3. Runs **6 rounds** of circuit turnover (`MAX_INTRO_POINT_CIRCUIT_RETRIES + 3 = 6`): each round increments retries (simulating `launch_intro_point_circuits()` at `hs_service.c:3005`) then opens the circuit via `hs_service_circuit_has_opened()`.
4. Runs **`run_housekeeping_event()`** — the actual production housekeeping that calls `should_remove_intro_point()` → `cleanup_intro_points()`.
5. Asserts all 3 intro points survive.
**Without the fix:** retries accumulate to 6 (> MAX=3), so housekeeping removes every intro point, leaving zero — service unreachable. Test fails with `tt_u64_op(remaining, OP_EQ, num_ips)` assertion at end of test.

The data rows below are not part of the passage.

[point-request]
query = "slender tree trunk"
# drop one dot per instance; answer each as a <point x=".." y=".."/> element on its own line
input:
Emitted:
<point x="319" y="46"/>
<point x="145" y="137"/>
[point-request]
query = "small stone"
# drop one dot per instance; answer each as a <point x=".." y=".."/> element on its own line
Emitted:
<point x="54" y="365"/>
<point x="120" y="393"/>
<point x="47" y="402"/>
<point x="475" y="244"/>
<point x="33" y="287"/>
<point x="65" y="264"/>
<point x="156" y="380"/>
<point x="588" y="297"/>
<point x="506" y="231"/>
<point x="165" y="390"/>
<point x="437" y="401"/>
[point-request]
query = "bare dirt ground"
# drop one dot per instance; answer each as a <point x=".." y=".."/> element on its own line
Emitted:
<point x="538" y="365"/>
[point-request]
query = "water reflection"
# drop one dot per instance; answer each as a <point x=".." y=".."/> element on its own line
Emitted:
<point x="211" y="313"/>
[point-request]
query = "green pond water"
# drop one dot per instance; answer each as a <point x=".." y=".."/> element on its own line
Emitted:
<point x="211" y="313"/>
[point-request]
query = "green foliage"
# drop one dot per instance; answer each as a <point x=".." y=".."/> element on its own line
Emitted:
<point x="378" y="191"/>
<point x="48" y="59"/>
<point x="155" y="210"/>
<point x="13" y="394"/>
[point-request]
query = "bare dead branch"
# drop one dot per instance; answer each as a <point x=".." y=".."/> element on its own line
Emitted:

**With the fix:** each successful open resets retries to 0, so housekeeping never sees retries exceeding the limit. All 3 intro points survive. Test passes.
---
## Fix
Reset `ip->circuit_retries = 0` when an intro circuit successfully opens, in `hs_circ_service_intro_has_opened()` at `src/feature/hs/hs_circuit.c`. A successful circuit open means the relay is reachable — the counter should only track consecutive failures.
---
## Debian-Specific Patches Checked
No Debian patches modify hidden service circuit logic. The issue exists upstream.